DETROIT (AP) - History buffs can roll around sites in Detroit as part of an interactive civil rights bike tour.
The Michigan State Historic Preservation Office is launching the tour which can be navigated from a smartphone or tablet.
The recommended route begins and ends at the Charles H. Wright Museum of African American History. The entire loop has 20 stops and is about 17 miles long.
King Solomon Baptist Church is one of the stopping points which were chosen by a 14-person board that looked at sites in a concentrated area of the city that was conducive to a bike tour.
Most of the sites were associated with the period of the 1950-1970s and the growth of the Black Power movement.

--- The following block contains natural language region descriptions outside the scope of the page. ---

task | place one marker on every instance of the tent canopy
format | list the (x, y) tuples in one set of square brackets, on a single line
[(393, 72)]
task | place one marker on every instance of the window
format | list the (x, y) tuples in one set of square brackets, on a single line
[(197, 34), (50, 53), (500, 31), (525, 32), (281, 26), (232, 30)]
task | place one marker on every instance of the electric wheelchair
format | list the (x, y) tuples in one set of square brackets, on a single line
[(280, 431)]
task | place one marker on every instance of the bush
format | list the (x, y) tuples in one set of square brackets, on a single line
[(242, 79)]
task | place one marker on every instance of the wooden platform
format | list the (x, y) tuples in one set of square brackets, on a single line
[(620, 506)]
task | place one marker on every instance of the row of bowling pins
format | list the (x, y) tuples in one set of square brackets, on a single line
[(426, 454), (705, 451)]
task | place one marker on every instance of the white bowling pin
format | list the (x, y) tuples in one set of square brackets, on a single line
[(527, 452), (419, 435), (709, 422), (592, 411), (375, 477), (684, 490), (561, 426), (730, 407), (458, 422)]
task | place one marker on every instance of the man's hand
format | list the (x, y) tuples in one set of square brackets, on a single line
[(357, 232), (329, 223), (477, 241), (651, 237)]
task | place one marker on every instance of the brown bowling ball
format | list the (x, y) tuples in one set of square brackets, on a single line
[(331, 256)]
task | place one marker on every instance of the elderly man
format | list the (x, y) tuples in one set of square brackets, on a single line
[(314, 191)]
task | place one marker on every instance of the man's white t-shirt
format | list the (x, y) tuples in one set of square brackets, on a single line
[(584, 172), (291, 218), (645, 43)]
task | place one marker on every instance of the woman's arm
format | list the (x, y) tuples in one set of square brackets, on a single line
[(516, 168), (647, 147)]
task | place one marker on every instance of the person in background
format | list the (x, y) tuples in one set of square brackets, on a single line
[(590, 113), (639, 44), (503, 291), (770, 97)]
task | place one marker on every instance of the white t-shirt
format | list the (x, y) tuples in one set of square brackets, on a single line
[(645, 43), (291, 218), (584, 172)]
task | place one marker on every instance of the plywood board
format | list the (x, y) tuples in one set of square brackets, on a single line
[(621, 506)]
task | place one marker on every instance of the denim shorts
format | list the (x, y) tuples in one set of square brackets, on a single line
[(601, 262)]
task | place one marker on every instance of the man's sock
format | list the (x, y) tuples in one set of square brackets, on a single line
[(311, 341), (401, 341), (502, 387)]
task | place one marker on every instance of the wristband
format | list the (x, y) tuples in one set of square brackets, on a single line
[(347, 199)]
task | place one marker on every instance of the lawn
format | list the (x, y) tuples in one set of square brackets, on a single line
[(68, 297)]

“The places associated with the struggle for African American civil rights in the city of Detroit represent a particularly fragile class of resource,” said Martha MacFarlane-Faes, deputy state historic preservation officer. “It is vital that we preserve the cultural legacy and story of these important buildings and sites.”
A National Park Service grant funds the program.
The tour is part of a larger project to identify and document sites in Detroit relating to the 20th Century African American civil rights movement.
Michigan’s State Historic Preservation Office focuses on the historic preservation of culturally or archaeologically significant sites throughout the state.
It provides technical assistance to local communities in their efforts to identify, evaluate, designate, interpret and protect Michigan’s historic above- and below-ground resources.